Plasma Metabolomics Implicates Modified Transfer RNAs and Altered Bioenergetics in the Outcomes of Pulmonary Arterial Hypertension.

Circulation

From the Department of Medicine, Imperial College London, Hammersmith Campus, United Kingdom (C.J.R., P.G., J.W., K.C.R.-A., G.W., M.R.W.); Department of Medicine, University of Cambridge School of Clinical Medicine, United Kingdom (C.H., M.B., M.H., M.R.T., S.G., N.W.M.); Cardiology Department, Royal Free Hospital, London, United Kingdom (G.C.); Institute of Cellular Medicine, Newcastle University and the Newcastle Upon Tyne Hospitals NHS Foundation Trust, United Kingdom (P.A.C.); National Pulmonary Hypertension Service, Imperial College Healthcare NHS Trust, Hammersmith Hospital, London, United Kingdom (L.S.H., J.S.R.G.); National Heart and Lung Institute, Imperial College London, Hammersmith Campus, United Kingdom (L.S.H., J.S.R.G.); Sheffield Pulmonary Vascular Disease Unit, Royal Hallamshire Hospital, United Kingdom (D.G.K.); Department of Infection, Immunity & Cardiovascular Disease, University of Sheffield, United Kingdom (D.G.K., A.L.); Scottish Pulmonary Vascular Unit, Golden Jubilee National Hospital, Glasgow, United Kingdom (A.J.P.); Pulmonary Vascular Disease Unit, Papworth Hospital, Cambridge, United Kingdom (J.P.Z., M.R.T.); Pulmonary Hypertension Service, Royal Brompton Hospital, London, United Kingdom (S.J.W.); and Department of Haematology, University of Cambridge, United Kingdom (S.G.).

Published: January 2017

Background: Pulmonary arterial hypertension (PAH) is a heterogeneous disorder with high mortality.

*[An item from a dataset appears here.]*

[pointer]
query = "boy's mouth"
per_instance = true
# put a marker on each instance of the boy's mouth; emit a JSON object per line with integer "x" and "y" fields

Methods: We conducted a comprehensive study of plasma metabolites using ultraperformance liquid chromatography mass spectrometry to identify patients at high risk of early death, to identify patients who respond well to treatment, and to provide novel molecular insights into disease pathogenesis.

Results: Fifty-three circulating metabolites distinguished well-phenotyped patients with idiopathic or heritable PAH (n=365) from healthy control subjects (n=121) after correction for multiple testing (P<7.3e-5) and confounding factors, including drug therapy, and renal and hepatic impairment. A subset of 20 of 53 metabolites also discriminated patients with PAH from disease control subjects (symptomatic patients without pulmonary hypertension, n=139). Sixty-two metabolites were prognostic in PAH, with 36 of 62 independent of established prognostic markers. Increased levels of tRNA-specific modified nucleosides (N2,N2-dimethylguanosine, N1-methylinosine), tricarboxylic acid cycle intermediates (malate, fumarate), glutamate, fatty acid acylcarnitines, tryptophan, and polyamine metabolites and decreased levels of steroids, sphingomyelins, and phosphatidylcholines distinguished patients from control subjects. The largest differences correlated with increased risk of death, and correction of several metabolites over time was associated with a better outcome. Patients who responded to calcium channel blocker therapy had metabolic profiles similar to those of healthy control subjects.

Conclusions: Metabolic profiles in PAH are strongly related to survival and should be considered part of the deep phenotypic characterization of this disease. Our results support the investigation of targeted therapeutic strategies that seek to address the alterations in translational regulation and energy metabolism that characterize these patients.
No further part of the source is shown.